DailyGlimpse

Achieving Blazing-Fast BLOOM Inference with DeepSpeed and Accelerate

AI
April 26, 2026 · 5:20 PM
Achieving Blazing-Fast BLOOM Inference with DeepSpeed and Accelerate

This guide demonstrates how to achieve remarkably low per-token latency when generating text using the 176-billion-parameter BLOOM model. The model requires 352 GB of bfloat16 weights, making 8×80 GB A100 GPUs the most efficient setup. Alternatively, 2×8×40 GB A100s or 2×8×48 GB A6000s can be used.

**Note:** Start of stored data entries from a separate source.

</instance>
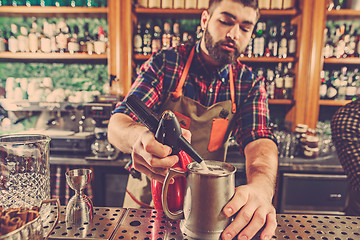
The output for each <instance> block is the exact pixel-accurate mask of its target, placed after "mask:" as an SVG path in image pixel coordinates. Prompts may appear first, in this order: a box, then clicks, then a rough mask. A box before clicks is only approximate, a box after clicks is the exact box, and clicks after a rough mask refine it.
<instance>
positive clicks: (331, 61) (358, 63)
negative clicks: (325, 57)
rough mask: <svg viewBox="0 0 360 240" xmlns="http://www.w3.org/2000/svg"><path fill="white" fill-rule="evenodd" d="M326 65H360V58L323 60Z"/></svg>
mask: <svg viewBox="0 0 360 240" xmlns="http://www.w3.org/2000/svg"><path fill="white" fill-rule="evenodd" d="M324 63H326V64H360V57H348V58H324Z"/></svg>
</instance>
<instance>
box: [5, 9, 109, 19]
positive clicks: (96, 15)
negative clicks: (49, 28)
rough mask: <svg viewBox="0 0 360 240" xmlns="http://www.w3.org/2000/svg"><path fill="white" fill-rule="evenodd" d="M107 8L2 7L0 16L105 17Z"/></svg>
mask: <svg viewBox="0 0 360 240" xmlns="http://www.w3.org/2000/svg"><path fill="white" fill-rule="evenodd" d="M107 14H108V8H107V7H41V6H32V7H26V6H18V7H12V6H2V7H0V15H1V16H18V15H21V16H47V17H54V15H55V16H57V15H67V16H73V17H79V16H83V15H91V16H92V17H106V15H107Z"/></svg>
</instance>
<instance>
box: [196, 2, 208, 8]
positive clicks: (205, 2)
mask: <svg viewBox="0 0 360 240" xmlns="http://www.w3.org/2000/svg"><path fill="white" fill-rule="evenodd" d="M197 8H198V9H208V8H209V0H198V5H197Z"/></svg>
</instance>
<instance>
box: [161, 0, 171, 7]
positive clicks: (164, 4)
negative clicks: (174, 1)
mask: <svg viewBox="0 0 360 240" xmlns="http://www.w3.org/2000/svg"><path fill="white" fill-rule="evenodd" d="M161 8H173V0H162V1H161Z"/></svg>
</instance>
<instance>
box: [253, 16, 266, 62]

Running inference on a single node typically yields the fastest throughput due to faster intra-node GPU interconnects. However, if you lack such hardware, CPU or NVMe offload allows running BLOOM on smaller GPUs at a much slower speed.

We also cover 8-bit quantized solutions using BitsAndBytes and DeepSpeed-Inference, which halve GPU memory requirements with a slight throughput trade-off.

Benchmarks

All benchmarks were performed on an 8×80 GB A100 node with 512 GB CPU memory, using greedy generation to produce 100 tokens. The table below shows throughput in milliseconds per token for various batch sizes (bs):

Project bs=1 bs=8 bs=16 bs=32 bs=64 bs=128 bs=256 bs=512
accelerate bf16 230.38 31.78 17.84 10.89 OOM
accelerate int8 286.56 40.92 22.65 13.27 OOM
ds-inference fp16 44.02 5.70 3.01 1.68 1.00 0.69 OOM
ds-inference int8 89.09 11.44 5.88 3.09 1.71 1.02 0.71 OOM
ds-zero bf16 283 34.88 OOM

DeepSpeed-Inference achieves sub-millisecond throughput using tensor parallelism and custom fused CUDA kernels. Accelerate, which uses naive pipeline parallelism, works out of the box with any model. DeepSpeed-ZeRO processes multiple generate streams in parallel, effectively dividing throughput by the number of GPUs.

For quantized int8 models, the following results were obtained on 4×80 GB A100s:

Project bs=1 bs=8 bs=16 bs=32 bs=64 bs=128
accelerate int8 284.15 40.14 21.97 OOM
ds-inference int8 156.51 20.11 10.38 5.50 2.96 OOM

Solutions

Clone the demo repository:

git clone https://github.com/huggingface/transformers-bloom-inference
cd transformers-bloom-inference

Three scripts are used, presented alphabetically by framework.

HuggingFace Accelerate

Accelerate handles large models by instantiating them with empty weights, analyzing layer sizes, and placing layers on available devices. It then transfers inputs/outputs as needed. While only one GPU works at a time, throughput is still decent. The same code runs on any setup, with CPU/disk offload available but slower.

Setup:

pip install transformers>=4.21.3 accelerate>=0.12.0

Run:

python bloom-inference-scripts/bloom-accelerate-inference.py --name bigscience/bloom --batch_size 1 --benchmark

To enable 8-bit quantization from BitsAndBytes, add the appropriate flag.